Ils étaient 11 sur le plateau télé afin d'aborder des thèmes comme l'emploi, la sécurité ou bien la moralisation de la vie politique. Qui aurait cru qu'on était en France, en 2017?

Sur les 11 candidats, 10 ont fait des propositions étatistes, voire... 10,5 si l'on compte la grande ambigüité de Macron pour une demi-part! Quatre d'entre eux sont des léninistes révolutionnaires prêts à en découdre, comme en 1917, avec la moitié de la population. Inquiétant à seulement quelques semaines des élections. François Fillon a été effectivement le seul à prôner plus de libertés pour les Français et à rappeler qu'il y a une dette - très importante - qui pèse au-dessus de notre tête. Les autres - à l'exception de Macron - ont désigné, à tour de rôle, les boucs émissaires favoris des politiques: l'Europe, la mondialisation, le libre-échange, l'Allemagne, le patronat, les multinationales, les riches, les marchés financiers, les banques, l'immigration… Qui dit mieux? Si la France va mal, bon dieu mais c'est bien sûr! C'est leur faute! et non pas celle… d'un Etat omnipotent et impuissant à la fois, d'une classe politique biberonnée à l'argent public, d'une énarchie qui enfonce l'économie du pays depuis plus de 40 ans ou des dépenses publiques largement au-dessus de la moyenne européenne.

Pratiquement tous les candidats (à l'exception de François Fillon) ont proposé d'augmenter les dépenses et d'embaucher plus de fonctionnaires. Mais dans quel monde vivent-ils? Avec des dépenses publiques à 57 % du PIB, des prélèvements obligatoires à 45 % et 6 millions de fonctionnaires, nous devrions avoir, selon leurs critères, les meilleurs services au monde et l'économie la plus prospère! Et la Guyane, qui ne vit que des subventions publiques, devrait être un paradis sur terre!

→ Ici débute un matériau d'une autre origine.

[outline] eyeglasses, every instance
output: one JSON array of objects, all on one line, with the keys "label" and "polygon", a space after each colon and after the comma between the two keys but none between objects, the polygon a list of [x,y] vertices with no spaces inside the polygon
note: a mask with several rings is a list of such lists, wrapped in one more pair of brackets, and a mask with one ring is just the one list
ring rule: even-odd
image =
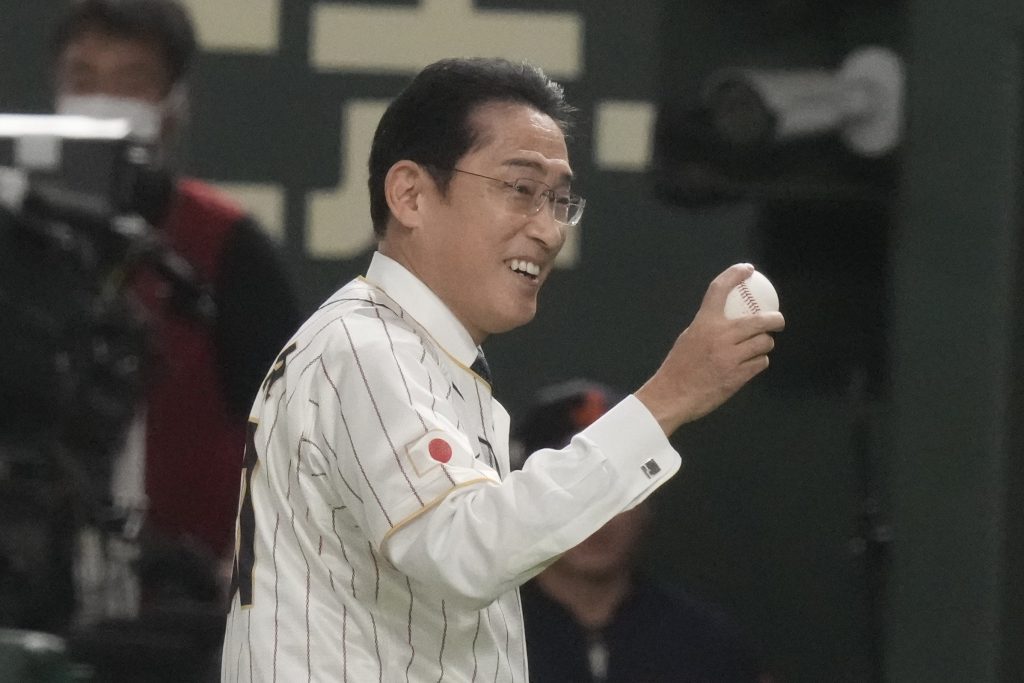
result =
[{"label": "eyeglasses", "polygon": [[575,225],[583,218],[583,208],[587,205],[587,200],[568,190],[555,189],[548,183],[532,178],[516,178],[509,182],[489,175],[464,171],[461,168],[452,170],[502,183],[510,190],[507,194],[509,207],[518,213],[532,215],[547,204],[551,207],[551,215],[562,225]]}]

Sur les 11 candidats, 4 sont issus de l'ENA, deux seulement ont travaillé dans une entreprise privée (à moins que l'on ne considère aussi M. Macron avec sa courte période de connivence public/privé). Leur vision de l'économie est celle de la lutte des classes qui nécessite un fort interventionnisme. A remarquer aussi le fait que certains n'ont pas hésité à citer Marx lors du débat et que M. Poutou a même été applaudi ! On aurait pu lui rétorquer plus clairement que les délégués syndicaux bénéficient d'une «immunité syndicale», qu'il est pratiquement impossible de les licencier...

Aucun candidat n'a mentionné les réformes faites à l'étranger, quel que soit le secteur économique. D'ailleurs, tout ce qui vient de l'étranger est vu comme une menace.

Y a-t-il des libéraux dans la salle? A la fin du débat, si on l'on avait posé la question, aurait-on vu une main se lever? Etions-nous en 2017, ou en… 1917? Pauvre France.

Nicolas Lecaussin, Directeur de l'IREF (Institut de Recherches Economiques et Fiscales).